Here's a sign of the times in cybersecurity: The federal government is making commercially available a set of unclassified cybersecurity technologies it has cultivated and financially supported through a program meant to do just that.
The details: The cyber security unit of the Department of Homeland Security’s Science and Technology (S&T) Directorate will showcase 10 security solutions at Black Hat USA 2017, seven of whose development it has underwritten. All the security technologies are ready for pilot deployment and commercial use, a department spokesperson told MSSP Alert.

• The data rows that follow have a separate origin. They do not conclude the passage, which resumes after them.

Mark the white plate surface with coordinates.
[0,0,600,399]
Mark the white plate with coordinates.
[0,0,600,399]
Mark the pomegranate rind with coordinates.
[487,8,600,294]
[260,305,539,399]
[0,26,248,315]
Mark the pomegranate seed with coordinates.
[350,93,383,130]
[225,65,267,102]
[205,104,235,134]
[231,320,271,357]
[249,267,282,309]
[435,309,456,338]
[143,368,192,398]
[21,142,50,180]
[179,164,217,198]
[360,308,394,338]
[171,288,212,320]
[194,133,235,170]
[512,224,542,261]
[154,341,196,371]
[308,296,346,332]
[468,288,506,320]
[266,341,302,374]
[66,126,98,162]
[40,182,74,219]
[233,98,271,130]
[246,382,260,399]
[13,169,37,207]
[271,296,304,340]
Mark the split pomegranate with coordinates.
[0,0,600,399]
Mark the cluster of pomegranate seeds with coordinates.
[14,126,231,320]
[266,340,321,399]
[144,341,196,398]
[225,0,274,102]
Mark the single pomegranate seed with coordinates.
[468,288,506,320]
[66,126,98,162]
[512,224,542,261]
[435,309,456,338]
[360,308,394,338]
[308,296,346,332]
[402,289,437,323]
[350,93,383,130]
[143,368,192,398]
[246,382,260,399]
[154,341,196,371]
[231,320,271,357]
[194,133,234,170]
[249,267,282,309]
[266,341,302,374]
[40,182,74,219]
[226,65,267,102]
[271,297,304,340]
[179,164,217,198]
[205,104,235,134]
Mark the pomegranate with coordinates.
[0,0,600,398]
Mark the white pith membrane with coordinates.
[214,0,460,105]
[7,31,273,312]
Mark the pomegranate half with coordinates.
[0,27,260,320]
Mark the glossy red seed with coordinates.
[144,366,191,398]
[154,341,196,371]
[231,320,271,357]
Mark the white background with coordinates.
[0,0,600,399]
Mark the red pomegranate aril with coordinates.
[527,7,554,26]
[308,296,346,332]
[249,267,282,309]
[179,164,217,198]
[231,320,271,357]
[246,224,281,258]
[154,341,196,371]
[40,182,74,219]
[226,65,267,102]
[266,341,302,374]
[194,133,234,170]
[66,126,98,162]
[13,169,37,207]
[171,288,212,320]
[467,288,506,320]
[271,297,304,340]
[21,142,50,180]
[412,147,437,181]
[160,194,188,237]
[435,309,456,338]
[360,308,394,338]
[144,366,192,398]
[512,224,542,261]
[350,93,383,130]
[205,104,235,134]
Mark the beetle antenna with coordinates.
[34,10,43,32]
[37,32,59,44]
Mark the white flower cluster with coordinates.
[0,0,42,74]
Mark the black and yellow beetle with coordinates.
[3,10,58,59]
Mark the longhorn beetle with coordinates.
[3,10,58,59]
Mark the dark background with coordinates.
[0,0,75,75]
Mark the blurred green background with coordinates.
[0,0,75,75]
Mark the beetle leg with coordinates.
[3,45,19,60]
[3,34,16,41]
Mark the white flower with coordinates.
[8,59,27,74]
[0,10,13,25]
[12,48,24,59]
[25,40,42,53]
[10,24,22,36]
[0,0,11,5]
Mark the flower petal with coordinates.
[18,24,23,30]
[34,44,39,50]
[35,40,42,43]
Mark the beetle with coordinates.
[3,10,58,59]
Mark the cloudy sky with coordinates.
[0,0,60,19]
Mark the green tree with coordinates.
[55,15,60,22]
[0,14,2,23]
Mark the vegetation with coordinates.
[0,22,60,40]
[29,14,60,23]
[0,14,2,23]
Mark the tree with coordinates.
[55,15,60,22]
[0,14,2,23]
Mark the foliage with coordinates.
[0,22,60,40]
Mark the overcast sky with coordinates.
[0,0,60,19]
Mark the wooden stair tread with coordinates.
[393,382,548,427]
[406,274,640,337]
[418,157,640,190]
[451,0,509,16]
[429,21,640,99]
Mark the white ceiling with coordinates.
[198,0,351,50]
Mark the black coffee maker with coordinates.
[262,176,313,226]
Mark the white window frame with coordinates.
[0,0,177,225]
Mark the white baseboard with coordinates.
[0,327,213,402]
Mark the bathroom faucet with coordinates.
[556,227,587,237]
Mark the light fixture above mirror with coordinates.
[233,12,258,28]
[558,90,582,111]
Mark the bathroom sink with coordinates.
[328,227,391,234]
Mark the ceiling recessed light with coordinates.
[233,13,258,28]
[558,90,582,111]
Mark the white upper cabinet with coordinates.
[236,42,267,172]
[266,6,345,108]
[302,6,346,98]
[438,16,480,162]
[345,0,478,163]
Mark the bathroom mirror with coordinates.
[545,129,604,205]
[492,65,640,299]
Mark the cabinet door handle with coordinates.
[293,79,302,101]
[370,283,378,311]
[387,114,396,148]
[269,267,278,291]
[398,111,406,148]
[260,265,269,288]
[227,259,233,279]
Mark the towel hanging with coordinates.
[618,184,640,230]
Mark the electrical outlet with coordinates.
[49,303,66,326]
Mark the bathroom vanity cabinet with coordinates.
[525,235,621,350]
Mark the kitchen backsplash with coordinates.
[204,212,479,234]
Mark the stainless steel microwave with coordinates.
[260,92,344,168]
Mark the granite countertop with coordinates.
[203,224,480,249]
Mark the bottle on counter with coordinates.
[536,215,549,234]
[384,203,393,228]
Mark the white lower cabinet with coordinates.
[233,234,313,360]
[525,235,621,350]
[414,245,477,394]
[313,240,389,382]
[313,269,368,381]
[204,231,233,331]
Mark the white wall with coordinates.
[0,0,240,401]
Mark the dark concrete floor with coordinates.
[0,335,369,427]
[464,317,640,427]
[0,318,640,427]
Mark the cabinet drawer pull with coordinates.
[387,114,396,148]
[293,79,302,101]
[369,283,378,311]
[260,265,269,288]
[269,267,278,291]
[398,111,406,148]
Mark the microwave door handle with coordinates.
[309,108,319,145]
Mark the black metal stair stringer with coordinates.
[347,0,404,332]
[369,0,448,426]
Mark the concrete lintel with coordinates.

Developers in the private sector, academia and research will demo their applications at Black Hat starting tomorrow. The list includes:
- APE: A Novel Intrusion Prevention System for Android, developed by Mitre
- BCP38/84: Getting the Best Available Data on Source Address Validation on the Public Internet, presented by the Center for Applied Internet Data Analysis, University of California, San Diego
- CASTRA: Context-Aware Security Technology for Responsive and Adaptive Protection, presented by United Technologies Research Corporation
- CLIQUE: Scalable Modeling of Network Flows, presented by the Pacific Northwest National Laboratory
- Cryptonite NXT: Commercialized Self-shielding Dynamic Network Architecture, presented by Intelligent Automation
- Distributed Denial of Service Defense: Telephony Denial of Service Defense Technology, presented by SecureLogix
- NFC4PACS: Using Derived Credentials over Secure NFC for Physical Access Control, presented by Exponent
- Mobile Application Assurance: A Framework for Assessing, Analyzing and Archiving Mobile Applications, presented by Kryptowire LLC
- QUASAR: Strategic Decision Support for Cyber-Defense Planning, presented by the Massachusetts Institute of Technology Lincoln Laboratory
- StreamWorks: Continuous Pattern Detection on Streaming Data, presented by the Pacific Northwest National Laboratory
All but APE, QUASAR and StreamWorks were funded by S&T in the beginning stages of development, the spokesperson said. The three technologies the agency’s unit didn’t back were either fully developed or nearly ready, and complemented the other seven in the lineup, he said.
“We’re facing some really significant challenges in cybersecurity,” the spokesperson said. “We’re looking for innovation across government , the community of developers and academia to help develop cybersecurity solutions,” he said.
Directly tied to cybersecurity app development is moving unclassified technology to the open market. The government’s Transition to Practice (TTP) program identifies promising federally-funded cybersecurity technologies and accelerates their transition into the marketplace, according to the Cyber Security Division Transition to Practice Technology Guide 2017.
The feds spent more than $1 billion annually on cybersecurity research last year but hardly any of it hits the commercial market, the document reads. In fact, the idea behind the Black Hat showcase is to bridge that divide.
“This divide between research and commercialization, commonly called the ‘Valley of Death’, is often the result of a lack of partnerships between the government and the private sector, insufficient resources, and inefficient processes for transferring technology out of a laboratory environment,” the document said.
Meanwhile, in addition to app development, the S&T organization has established partnerships with similar groups in 13 countries, including the U.K., Australia, Canada, Singapore and Israel as well as the European Union.
In May, it struck a deal with the Netherlands Organization for Scientific Research and that country’s National Cyber Security Center, part of the Ministry of Security and Justice. That partnership includes a $2.6 million investment in a joint U.S.-Dutch research team. The research effort will focus on Industrial Control Systems/Supervisory Control and Data Acquisition and Distributed Denial of Service Defenses.